WTVP's independent auditors had flagged concerns about "significant deficiencies" in the station's internal controls for expenditure approvals and reporting for years, the Corporation for Public Broadcasting's inspector general found, but the station's governance structure failed to act quickly enough to correct them.
The inspector general's office released its findings on the station's operations between July 2020 and June 2023 in an 83-page report on Monday.
Former director of finance and human resources Lin McLaughlin and president and CEO Lesley Matuszak both resigned in September 2023. Matuszak took her own life the day after stepping down.
Most of the station's board of directors resigned abruptly in January 2024 following several waves of painful cuts and negative publicity for WTVP. Board chairman Andrew Rand was out, and a new board led by businessman John Wieland was ushered in, along with $1.2 million in new financial commitments from an undisclosed source.
The inspector general, an independent watchdog for the private, not-for-profit Corporation for Public Broadcasting, said the station's independent public accountants issued warnings in fiscal years 2021 and 2022. Those concerns circled around documenting credit card receipts before authorizing payments, and ensuring Community Service Grant funds were only spent on allowable public broadcasting expenses.
"The Director of Finance, a subordinate of the CEO, processed, in effect approved, the CEO’s expense reimbursements and credit card charges. The board was not required to approve CEO expenses," the report reads. "There were no internal controls in place to prevent payments without receipts or invoices for public broadcasting services."
The audit said that McLaughlin kept a second set of books separate from the official accounting records maintained by the National Educational Telecommunications Association, or NETA, that WTVP contracts out for that task. Unlike the NETA records, the QuickBooks ledger maintained by McLaughlin wasn't subject to any external audits.
Department heads didn't approve invoices, and the CPB audit found no evidence the CEO was approving invoices before payment.
McLaughlin processed and paid all disbursements from the QuickBooks accounting system, and sent copies of invoices and check stubs over to NETA for the official general ledger. Many of the invoices sent over were only partial.

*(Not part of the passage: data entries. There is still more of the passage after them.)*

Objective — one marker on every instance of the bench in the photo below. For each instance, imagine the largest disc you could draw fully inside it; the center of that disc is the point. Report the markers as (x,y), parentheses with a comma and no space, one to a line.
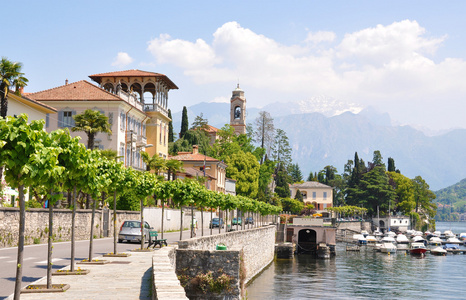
(154,241)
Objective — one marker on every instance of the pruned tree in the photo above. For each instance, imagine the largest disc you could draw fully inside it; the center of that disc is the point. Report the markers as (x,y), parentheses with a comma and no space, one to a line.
(91,122)
(265,132)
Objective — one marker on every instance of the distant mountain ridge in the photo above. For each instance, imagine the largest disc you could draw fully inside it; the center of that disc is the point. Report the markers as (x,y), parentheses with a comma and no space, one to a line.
(318,140)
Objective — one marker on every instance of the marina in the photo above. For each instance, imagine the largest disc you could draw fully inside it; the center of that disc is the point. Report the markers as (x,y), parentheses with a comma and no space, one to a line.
(359,272)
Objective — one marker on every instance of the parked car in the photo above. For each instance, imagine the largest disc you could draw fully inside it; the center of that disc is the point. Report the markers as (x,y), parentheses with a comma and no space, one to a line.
(216,222)
(131,231)
(236,221)
(249,220)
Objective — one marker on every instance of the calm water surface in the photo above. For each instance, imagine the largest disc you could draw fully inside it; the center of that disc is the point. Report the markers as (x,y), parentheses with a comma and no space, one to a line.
(365,275)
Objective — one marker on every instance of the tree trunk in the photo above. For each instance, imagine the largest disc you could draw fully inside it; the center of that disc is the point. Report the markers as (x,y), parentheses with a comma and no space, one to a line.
(202,222)
(163,207)
(115,236)
(192,221)
(49,247)
(181,221)
(92,230)
(142,223)
(73,224)
(19,264)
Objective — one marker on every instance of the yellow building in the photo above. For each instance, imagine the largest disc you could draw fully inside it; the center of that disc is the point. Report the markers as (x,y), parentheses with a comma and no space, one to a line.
(215,170)
(135,102)
(315,193)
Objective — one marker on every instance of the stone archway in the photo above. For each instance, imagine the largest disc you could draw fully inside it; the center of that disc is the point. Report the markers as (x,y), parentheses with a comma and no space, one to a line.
(307,241)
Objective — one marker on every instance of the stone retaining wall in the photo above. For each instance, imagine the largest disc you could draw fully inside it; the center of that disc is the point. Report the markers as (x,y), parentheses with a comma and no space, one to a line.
(36,229)
(252,248)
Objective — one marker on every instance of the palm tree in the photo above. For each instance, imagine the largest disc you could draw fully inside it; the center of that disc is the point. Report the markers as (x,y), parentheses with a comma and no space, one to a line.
(91,122)
(174,166)
(10,75)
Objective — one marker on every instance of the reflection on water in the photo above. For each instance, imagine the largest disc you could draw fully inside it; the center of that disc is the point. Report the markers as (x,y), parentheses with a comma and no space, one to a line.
(364,275)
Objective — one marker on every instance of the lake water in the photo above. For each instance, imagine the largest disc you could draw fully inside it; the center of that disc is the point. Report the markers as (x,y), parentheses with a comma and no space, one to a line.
(365,275)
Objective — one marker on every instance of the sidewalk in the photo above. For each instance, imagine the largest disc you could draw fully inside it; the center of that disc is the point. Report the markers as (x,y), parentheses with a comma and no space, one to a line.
(115,280)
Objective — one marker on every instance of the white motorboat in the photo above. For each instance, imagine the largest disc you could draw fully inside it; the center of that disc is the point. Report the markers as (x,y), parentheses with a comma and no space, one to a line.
(402,239)
(435,241)
(418,239)
(438,251)
(388,239)
(360,238)
(448,234)
(453,240)
(390,234)
(371,239)
(388,248)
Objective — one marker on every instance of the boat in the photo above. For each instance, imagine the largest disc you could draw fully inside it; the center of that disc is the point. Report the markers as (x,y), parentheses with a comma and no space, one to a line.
(360,238)
(419,239)
(388,239)
(435,241)
(438,251)
(402,239)
(451,247)
(371,239)
(448,234)
(453,240)
(417,249)
(390,234)
(388,248)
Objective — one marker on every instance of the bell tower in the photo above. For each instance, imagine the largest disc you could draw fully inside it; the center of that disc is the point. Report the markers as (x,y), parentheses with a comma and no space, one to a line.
(238,111)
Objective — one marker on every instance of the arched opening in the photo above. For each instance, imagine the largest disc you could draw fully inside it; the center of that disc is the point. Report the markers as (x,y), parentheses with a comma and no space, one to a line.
(108,87)
(136,88)
(381,224)
(307,241)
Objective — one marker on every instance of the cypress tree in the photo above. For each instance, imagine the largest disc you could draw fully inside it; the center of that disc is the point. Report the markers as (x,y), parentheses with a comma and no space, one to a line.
(391,165)
(184,122)
(170,127)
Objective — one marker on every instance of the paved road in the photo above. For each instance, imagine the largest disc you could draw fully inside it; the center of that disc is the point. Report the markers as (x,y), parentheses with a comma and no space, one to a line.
(35,257)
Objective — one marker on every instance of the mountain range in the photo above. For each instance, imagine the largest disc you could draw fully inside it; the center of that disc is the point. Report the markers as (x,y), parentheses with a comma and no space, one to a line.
(330,137)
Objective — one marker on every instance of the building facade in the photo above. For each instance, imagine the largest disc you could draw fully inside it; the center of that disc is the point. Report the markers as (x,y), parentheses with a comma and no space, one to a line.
(214,170)
(315,193)
(135,102)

The CPB audit notes McLaughlin didn't apply the same standards to CEO Lesley Matuszak's credit card receipts that she did other employees.
Matuszak's personal usage of television station funds for everything from expensive designer clothing and jewelry to political donations and private country club memberships would later lead the Peoria Police Department to conclude there was enough evidence to arrest her for forgery and embezzlement. Charges weren't recommended for McLaughlin.
A September 30, 2021 independent audit letter flagged major concerns over audit adjustments, financial statement preparation, and other issues.
"It noted the lack of segregation of duties among personnel increases the risks of errors. Also, misappropriations could occur and would not be detected in a timely manner," the inspector general report read.
But no additional internal controls were implemented until findings in the fiscal year 2023 audit, despite previous assurances from Matuszak and McLaughlin that changes would happen.
Matuszak was first scruitinzed by the board of directors in August 2023, after they noticed she liquidated $320,000 in investments and tapped a $100,000 line of credit at PNC Bank to keep the station afloat without prior board knowledge.
The inspector general found $12,203 of Community Service Grant money intended for station operations was spent on Matuszak's personal luxury purchases. That money is awarded to PBS and NPR member stations by the Corporation for Public Broadcasting, which in turn is funded by American taxpayers through congressional appropriations.
$37,589 in CSG funds were improperly spent on printing costs for Peoria magazine, the commercial business publication WTVP acquired in 2021. Some $13,912 in CSG money was improperly spent on lobbying activities, and $4,086 in unsupported credit card expenditures and journal entry adjustments were also challenged. That included $3,096 in employee credit card expenditures lacking receipts.
WTVP's insurance company ultimately awarded the station the maximum $250,000 payout possible after it filed an employee theft claim for $375,017.
The inspector general recommended WTVP be required to repay $67,790 in improperly spent Community Service Grant funds to the CPB.
WTVP management agreed with the inspector general's findings, and said they've implemented several changes to enhance financial oversight at the public television station.
That includes eliminating the station's check writing practices and having NETA now prepare all checks for payment. Approvals on invoices are now required before payment, CEO expenses are reviewed by the board treasurer, credit card purchases are reviewed with required receipts, and large purchases require advanced approval.
Changes were also made with the board's structure. A director can now only serve nine years instead of 12, and board chairs are limited to two terms, with an additional term possible if deemed necessary by the board. Board chairs weren't previously term-limited at all. A director who leaves the board can't come back for at least two years. A new whistleblower policy was also added to the board bylaws.
Current WTVP president and CEO Jenn Gordon said the station will adopt the inspector general's recommendations. She said she is hopeful the CPB will soon award the station the fiscal year 2024 Community Service Grant it withheld after questions first began to surface about financial improprieties at the station.